How to survive the 'hungry gap'
It’s no surprise that Lent coincides with the ‘hungry gap’. For many throughout history, and still throughout the world today, dietary abstinence is not an option during these weeks leading up to Easter, but a necessity. The stores are running empty, the winter crops are showing no signs of growth, and the spring crops are, at most, little seedlings battling the frost. It’s a season of waiting, of hope, of hunger. Here on the farm we’re feeding the soil and preparing the raised beds for the next season’s crops. As our anticipation steadily rises, our winter crops steadily diminish.

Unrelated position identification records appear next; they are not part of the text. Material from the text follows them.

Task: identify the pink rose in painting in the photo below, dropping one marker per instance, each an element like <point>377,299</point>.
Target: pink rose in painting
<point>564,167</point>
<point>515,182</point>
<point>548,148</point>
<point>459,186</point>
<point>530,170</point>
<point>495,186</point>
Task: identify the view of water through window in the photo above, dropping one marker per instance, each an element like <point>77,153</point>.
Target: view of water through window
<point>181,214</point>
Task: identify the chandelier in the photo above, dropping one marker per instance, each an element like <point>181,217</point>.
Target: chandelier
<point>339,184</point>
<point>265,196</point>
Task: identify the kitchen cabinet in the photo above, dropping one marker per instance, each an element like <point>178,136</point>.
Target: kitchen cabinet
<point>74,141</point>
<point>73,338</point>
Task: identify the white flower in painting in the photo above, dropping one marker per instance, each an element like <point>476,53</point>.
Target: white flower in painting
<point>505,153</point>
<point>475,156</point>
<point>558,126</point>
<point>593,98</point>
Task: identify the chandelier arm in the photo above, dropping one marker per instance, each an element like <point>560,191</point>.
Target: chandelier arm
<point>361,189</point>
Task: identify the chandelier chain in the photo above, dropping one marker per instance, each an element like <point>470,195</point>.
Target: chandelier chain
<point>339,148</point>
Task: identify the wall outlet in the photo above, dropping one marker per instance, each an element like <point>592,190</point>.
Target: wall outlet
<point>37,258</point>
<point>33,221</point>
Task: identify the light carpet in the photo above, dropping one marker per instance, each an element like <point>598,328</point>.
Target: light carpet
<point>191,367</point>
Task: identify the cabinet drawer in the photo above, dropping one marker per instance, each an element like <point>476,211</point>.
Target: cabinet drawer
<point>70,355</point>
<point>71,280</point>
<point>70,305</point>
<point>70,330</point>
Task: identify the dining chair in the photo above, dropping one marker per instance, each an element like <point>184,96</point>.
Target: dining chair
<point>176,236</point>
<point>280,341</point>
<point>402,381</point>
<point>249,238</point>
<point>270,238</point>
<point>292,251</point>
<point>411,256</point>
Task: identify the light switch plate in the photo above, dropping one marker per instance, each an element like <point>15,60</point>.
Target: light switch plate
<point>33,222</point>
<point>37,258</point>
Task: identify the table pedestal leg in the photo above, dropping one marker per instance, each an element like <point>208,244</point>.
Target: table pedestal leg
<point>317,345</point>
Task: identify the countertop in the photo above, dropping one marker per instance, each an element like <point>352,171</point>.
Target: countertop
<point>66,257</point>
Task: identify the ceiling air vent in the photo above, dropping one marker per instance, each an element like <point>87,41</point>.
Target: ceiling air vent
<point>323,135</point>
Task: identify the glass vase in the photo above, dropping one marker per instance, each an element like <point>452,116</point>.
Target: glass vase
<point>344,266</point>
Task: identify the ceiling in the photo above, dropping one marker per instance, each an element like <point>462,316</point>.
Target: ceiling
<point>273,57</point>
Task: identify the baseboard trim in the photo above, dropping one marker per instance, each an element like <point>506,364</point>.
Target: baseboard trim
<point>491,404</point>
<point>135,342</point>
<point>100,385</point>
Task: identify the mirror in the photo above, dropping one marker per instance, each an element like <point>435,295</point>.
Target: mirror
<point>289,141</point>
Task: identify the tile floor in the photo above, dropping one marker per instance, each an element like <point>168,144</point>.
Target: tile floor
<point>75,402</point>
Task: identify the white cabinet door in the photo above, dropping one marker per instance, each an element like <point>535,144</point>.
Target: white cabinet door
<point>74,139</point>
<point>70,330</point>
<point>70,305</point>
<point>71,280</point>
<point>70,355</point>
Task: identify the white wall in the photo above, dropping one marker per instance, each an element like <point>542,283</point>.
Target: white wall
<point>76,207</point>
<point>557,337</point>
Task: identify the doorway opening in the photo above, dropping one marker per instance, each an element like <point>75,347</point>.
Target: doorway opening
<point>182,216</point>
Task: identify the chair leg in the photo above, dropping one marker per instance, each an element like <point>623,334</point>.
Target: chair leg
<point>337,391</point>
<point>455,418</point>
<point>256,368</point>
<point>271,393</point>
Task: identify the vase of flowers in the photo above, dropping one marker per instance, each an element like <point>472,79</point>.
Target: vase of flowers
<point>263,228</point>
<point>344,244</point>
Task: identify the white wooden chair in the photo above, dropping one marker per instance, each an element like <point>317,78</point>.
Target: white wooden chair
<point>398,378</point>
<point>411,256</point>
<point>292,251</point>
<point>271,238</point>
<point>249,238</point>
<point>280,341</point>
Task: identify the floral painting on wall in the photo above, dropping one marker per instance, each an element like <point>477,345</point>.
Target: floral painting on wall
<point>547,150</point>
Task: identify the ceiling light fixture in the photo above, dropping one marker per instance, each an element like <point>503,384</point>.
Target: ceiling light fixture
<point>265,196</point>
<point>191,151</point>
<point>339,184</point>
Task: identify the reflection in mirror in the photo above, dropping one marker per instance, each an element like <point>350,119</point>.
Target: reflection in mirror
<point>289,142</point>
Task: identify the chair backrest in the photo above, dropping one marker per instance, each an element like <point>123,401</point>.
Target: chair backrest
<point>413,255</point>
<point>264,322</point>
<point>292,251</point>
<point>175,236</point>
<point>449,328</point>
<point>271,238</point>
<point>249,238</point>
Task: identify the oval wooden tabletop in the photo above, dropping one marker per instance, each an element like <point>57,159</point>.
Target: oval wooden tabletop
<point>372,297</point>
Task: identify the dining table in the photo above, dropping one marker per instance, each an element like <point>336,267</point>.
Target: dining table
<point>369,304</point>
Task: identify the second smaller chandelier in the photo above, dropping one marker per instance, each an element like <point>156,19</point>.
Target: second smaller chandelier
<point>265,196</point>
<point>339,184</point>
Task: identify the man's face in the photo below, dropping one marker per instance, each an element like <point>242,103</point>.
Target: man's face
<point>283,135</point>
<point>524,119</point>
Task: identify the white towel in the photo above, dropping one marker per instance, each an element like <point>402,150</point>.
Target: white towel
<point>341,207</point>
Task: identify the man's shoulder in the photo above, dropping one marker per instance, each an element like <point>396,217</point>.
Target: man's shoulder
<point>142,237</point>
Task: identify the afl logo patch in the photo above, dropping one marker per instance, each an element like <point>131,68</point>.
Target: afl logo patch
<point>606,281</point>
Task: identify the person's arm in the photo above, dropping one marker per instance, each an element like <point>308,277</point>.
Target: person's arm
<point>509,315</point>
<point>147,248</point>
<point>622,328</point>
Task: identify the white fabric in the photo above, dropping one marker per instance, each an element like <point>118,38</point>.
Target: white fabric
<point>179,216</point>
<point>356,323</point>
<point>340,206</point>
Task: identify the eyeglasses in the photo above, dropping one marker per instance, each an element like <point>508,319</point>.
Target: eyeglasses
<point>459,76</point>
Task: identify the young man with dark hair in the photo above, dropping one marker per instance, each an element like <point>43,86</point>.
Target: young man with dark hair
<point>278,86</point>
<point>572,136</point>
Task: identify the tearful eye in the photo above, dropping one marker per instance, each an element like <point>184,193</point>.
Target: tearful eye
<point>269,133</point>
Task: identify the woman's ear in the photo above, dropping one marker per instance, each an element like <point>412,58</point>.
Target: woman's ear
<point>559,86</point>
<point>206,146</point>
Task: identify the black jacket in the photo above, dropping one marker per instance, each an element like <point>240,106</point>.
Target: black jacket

Thankfully, for those omnivores of us, we have a source of food that does not diminish much over the winter - meat!
We’ve been graced with lots of wonderful meat choices at the shop recently. We had Fiona Gerardin’s succulent kid goat meat from Bere Marsh Farm, the season for which is now over (but we still have some in the freezer!). Today We stocked the fridges with various cuts fresh mutton from Jim Primrose’s flock - the mince will be particularly good for shepherd’s pie. Next week, the beef of Sara’s penultimate British White will be in. The most popular cuts and steaks sell quickly, so if you’d like anything special reserved for you, do let us know. As always, Angel Cottage deliver lovely organic chickens twice a month; again, let us know if you’d like one reserved for you, because they do tend to fly out of the fridge!
So, when the cabbage withdrawal symptoms become too much to bear, just remember we’re always on hand for a yummy roast at the weekend.
Unless, of course, you’ve given up meat for Lent.